When asked if he thought Folwell would consider other options, Waldrum replied that he didn’t feel the state treasurer was willing to reach a compromise.
“His (Folwell) way – using a broad brush and a hatchet – will not work to solve this problem. I’ve discussed this with our state legislators, they need to be watching this situation; the viability of the communities they represent is at stake here,” Waldrum said. “We’ve seen all too often across our nation what happens to rural communities when they lose their hospitals. It affects the whole community.

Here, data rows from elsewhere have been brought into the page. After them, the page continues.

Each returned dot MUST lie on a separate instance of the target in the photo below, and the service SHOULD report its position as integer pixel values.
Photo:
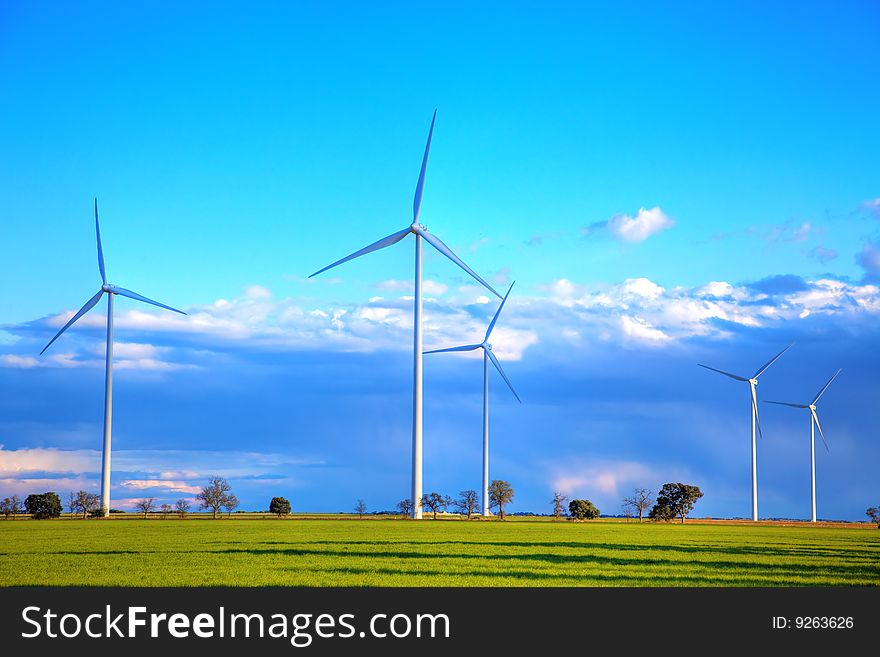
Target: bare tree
(467, 502)
(230, 503)
(214, 494)
(145, 505)
(436, 502)
(500, 493)
(558, 502)
(640, 501)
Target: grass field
(352, 552)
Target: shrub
(583, 510)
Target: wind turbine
(814, 424)
(756, 423)
(421, 233)
(110, 291)
(487, 356)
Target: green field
(352, 552)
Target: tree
(558, 503)
(85, 503)
(675, 500)
(500, 493)
(280, 506)
(435, 502)
(583, 510)
(41, 507)
(213, 496)
(467, 502)
(639, 502)
(145, 505)
(230, 503)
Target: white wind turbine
(814, 424)
(756, 423)
(487, 356)
(421, 233)
(110, 291)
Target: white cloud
(14, 360)
(800, 233)
(636, 310)
(641, 227)
(642, 287)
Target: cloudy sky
(666, 186)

“We’ve already shown to the federal government through Medicare that we know how to take care of people and manage their health issues at a higher quality with lower costs,” Waldrum concluded.
Also attending the Dec. 11 interview were Judy Bruno, the newly named president of Vidant Roanoke-Chowan Hospital, and Brian Harvill, president of Vidant Bertie Hospital.
“This will have a far-reaching ramifications on our hospital, particularly in the area of recruitment of medical staff,” Bruno said. “When I think of the impact this will have on our community and our (hospital) staff, I see community members threatened medically due to loss of services and see the livelihood of our staff threatened.”
Harvill agreed, saying, “Vidant Bertie on its own cannot sustain itself year after year on the margins that we make, so we have to rely on the system (Vidant Health). So if the system takes a hit with losing services and jobs, then we take a hit here locally. In turn, we lose our mission to provide quality healthcare.”